Ich halte das für keine sachgerechte Diskussion. Die Bürgerinnen und Bürger verstehen das nicht. Die Bürger wollen Lösungen haben. Für die Schulpolitik ist ausschließlich das Land Bayern zuständig. Deshalb hilft es

nichts, ständig mit dem Finger auf Berlin zu zeigen. Damit ist nichts gewonnen.

(Beifall bei der SPD)

Sie müssen den Menschen in Bayern – vor allem den Eltern und den Kindern – erklären, warum Sie es durch mangelnde Finanzierung zulassen, dass das kommunale Schulwesen kaputt gemacht wird. Wenn es einmal kaputt ist, wird die Staatsregierung dafür die Verantwortung zu tragen haben.
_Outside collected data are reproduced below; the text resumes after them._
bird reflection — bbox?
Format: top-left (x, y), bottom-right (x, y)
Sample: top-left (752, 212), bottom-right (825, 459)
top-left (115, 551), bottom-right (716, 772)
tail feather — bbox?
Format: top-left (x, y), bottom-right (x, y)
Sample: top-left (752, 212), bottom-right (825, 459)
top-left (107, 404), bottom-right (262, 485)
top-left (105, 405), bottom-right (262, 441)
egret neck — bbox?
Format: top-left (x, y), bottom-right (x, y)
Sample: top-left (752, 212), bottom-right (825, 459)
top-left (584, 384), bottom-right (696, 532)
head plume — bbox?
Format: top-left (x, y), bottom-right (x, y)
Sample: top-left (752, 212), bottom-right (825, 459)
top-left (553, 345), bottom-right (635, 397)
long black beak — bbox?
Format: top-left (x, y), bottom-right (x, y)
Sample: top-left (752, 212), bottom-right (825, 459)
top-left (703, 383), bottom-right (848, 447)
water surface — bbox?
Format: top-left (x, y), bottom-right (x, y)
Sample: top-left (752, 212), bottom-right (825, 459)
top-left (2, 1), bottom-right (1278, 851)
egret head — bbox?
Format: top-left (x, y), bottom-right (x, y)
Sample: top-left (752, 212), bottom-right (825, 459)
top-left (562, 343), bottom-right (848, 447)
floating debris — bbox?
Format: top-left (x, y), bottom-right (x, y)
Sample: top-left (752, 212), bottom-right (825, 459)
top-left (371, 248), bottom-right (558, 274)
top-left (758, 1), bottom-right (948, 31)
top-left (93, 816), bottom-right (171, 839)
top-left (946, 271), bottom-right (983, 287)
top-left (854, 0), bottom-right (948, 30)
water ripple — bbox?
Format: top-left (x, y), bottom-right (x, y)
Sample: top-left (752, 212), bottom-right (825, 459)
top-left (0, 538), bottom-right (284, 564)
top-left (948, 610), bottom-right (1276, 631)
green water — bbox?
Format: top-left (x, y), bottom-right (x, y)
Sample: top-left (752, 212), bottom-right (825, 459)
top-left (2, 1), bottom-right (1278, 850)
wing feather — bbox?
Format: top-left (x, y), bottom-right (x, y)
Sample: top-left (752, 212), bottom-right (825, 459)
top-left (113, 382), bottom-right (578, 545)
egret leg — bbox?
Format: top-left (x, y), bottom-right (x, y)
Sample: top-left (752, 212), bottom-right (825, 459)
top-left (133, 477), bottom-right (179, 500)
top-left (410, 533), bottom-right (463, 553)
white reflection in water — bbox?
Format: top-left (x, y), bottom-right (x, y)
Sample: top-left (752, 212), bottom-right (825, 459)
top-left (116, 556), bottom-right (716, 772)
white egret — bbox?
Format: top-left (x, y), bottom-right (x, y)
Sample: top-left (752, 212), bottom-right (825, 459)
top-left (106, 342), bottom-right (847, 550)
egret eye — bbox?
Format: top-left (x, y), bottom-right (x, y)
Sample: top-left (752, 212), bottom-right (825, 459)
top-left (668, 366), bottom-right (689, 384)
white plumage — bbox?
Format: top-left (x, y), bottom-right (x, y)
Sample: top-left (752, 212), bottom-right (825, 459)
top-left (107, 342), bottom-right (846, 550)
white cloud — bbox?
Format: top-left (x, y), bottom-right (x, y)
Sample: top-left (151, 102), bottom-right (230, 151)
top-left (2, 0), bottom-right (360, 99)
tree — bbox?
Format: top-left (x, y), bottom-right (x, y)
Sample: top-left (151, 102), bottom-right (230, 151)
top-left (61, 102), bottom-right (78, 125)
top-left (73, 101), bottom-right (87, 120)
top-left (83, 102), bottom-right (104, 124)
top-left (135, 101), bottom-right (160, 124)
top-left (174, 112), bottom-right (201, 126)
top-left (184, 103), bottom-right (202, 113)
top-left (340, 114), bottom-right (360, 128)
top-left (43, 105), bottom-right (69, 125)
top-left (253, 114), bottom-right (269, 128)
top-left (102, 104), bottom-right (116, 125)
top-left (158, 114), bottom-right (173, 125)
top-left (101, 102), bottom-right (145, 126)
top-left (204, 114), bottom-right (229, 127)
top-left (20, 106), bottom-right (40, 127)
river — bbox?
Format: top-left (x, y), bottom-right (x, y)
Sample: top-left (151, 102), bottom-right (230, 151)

Deshalb mein Vorschlag: Lassen Sie uns gemeinsam über die Zuständigkeiten reden und übernehmen Sie Ihre finanzpolitische Verantwortung für das kommunale Schulwesen. Dann sind wir auf dem richtigen Weg.

(Beifall bei der SPD)

Frau Zweite Vizepräsidentin Riess: Weitere Wortmeldungen liegen mir nicht vor. Die Aussprache ist geschlossen. Wir kommen zur Abstimmung. Wer dem Dringlichkeitsantrag auf Drucksache 14/10799 seine Zustimmung geben will, den bitte ich um das Handzeichen. – Das sind die Fraktionen des BÜNDNISSES 90/DIE GRÜNEN und der SPD. Gibt es Gegenstimmen? – Das ist die Fraktion der CSU und Frau Kollegin Grabmair. Gibt es Stimmenthaltungen? – Das ist Herr Kollege Hartenstein. Damit ist der Dringlichkeitsantrag abgelehnt.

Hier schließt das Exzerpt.